Private equity – Optimisme prudent pour les fonds d’investissement

Un secteur en transition. Tel est le résumé de l’état à l’échelle mondiale du private equity selon la firme Dechert à l’occasion de la publication de son septième rapport annuel Global Private Equity Outlook 2025 réalisé en partenariat avec Mergermarket. Si l’activité est encore loin des niveaux de l’année 2021 et de début 2022 indique la note, des signes de stabilisation et d’amélioration se dégagent avec des fonds qui montrent une capacité à innover.

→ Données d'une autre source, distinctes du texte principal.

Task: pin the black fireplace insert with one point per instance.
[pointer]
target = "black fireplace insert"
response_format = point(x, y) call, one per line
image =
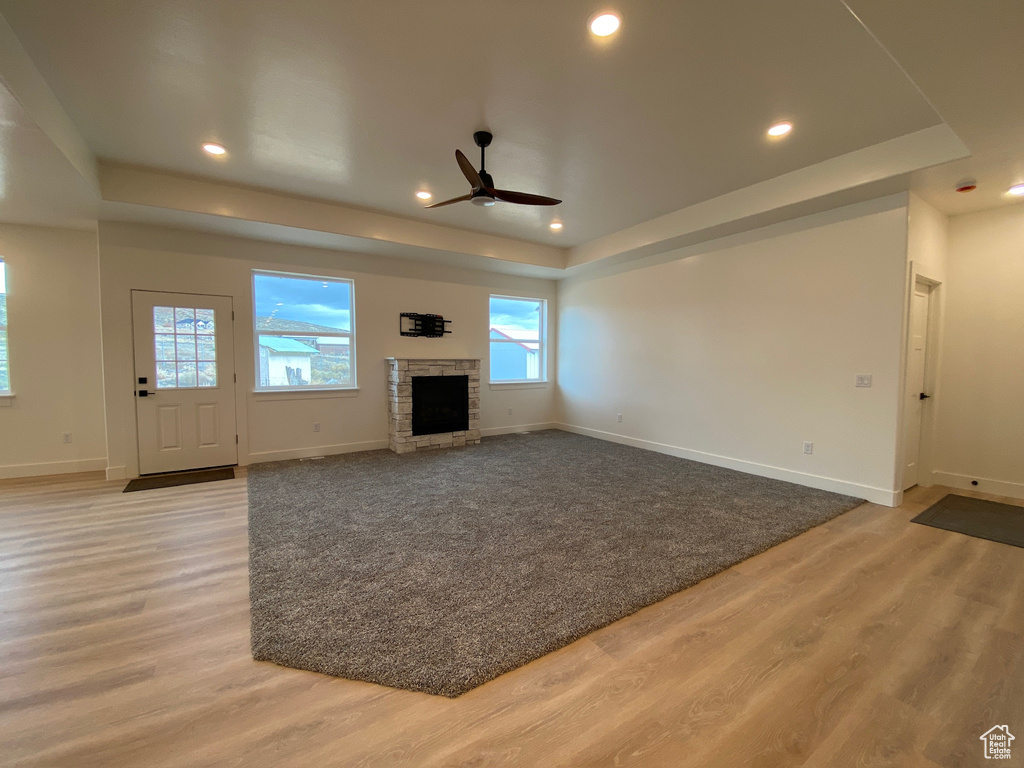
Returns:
point(440, 403)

Dans le détail, 93 % des décideurs interrogés envisagent des opérations de retrait de cote dans les 12 prochains mois, bien que le nombre de ceux ayant une « très forte probabilité » de réaliser ce type de transactions soit passé de 80 % à 44 % par rapport à l’année dernière. Presque un tiers (29 %) exprime « des doutes en zone EMEA quant à leur capacité à réussir une introduction en Bourse, et une société sur cinq s’inquiète de ne pas être en mesure de lever des fonds de continuation ». Ces réponses interviennent dans un contexte de surveillance accrue des régulateurs ce qui fait monter la pression auprès des dirigeants. Ainsi, 66 % des sociétés de private equity à l’échelle mondiale « s’attendent à ce que la surveillance accrue des autorités de concurrence et des régulateurs, ainsi que les contrôles des investissements étrangers (FDI), aient un impact négatif sur leurs plans de transactions au cours des 12 prochains mois ». « Les conditions de marché de 2024 ont encore été relativement difficiles, mais nous voyons émerger un sentiment d’optimisme, explique Sabina Comis, global managing partner de Dechert. Le système a été engorgé, les sorties n’ont pas eu lieu aussi souvent parce que les prix restaient trop élevés pour que les acheteurs puissent les intégrer dans leurs modèles. » Et l’associée fiscaliste d’ajouter : « Maintenant que les taux d’intérêt diminuent, les modèles commencent à mieux fonctionner et le cycle recommence à tourner. »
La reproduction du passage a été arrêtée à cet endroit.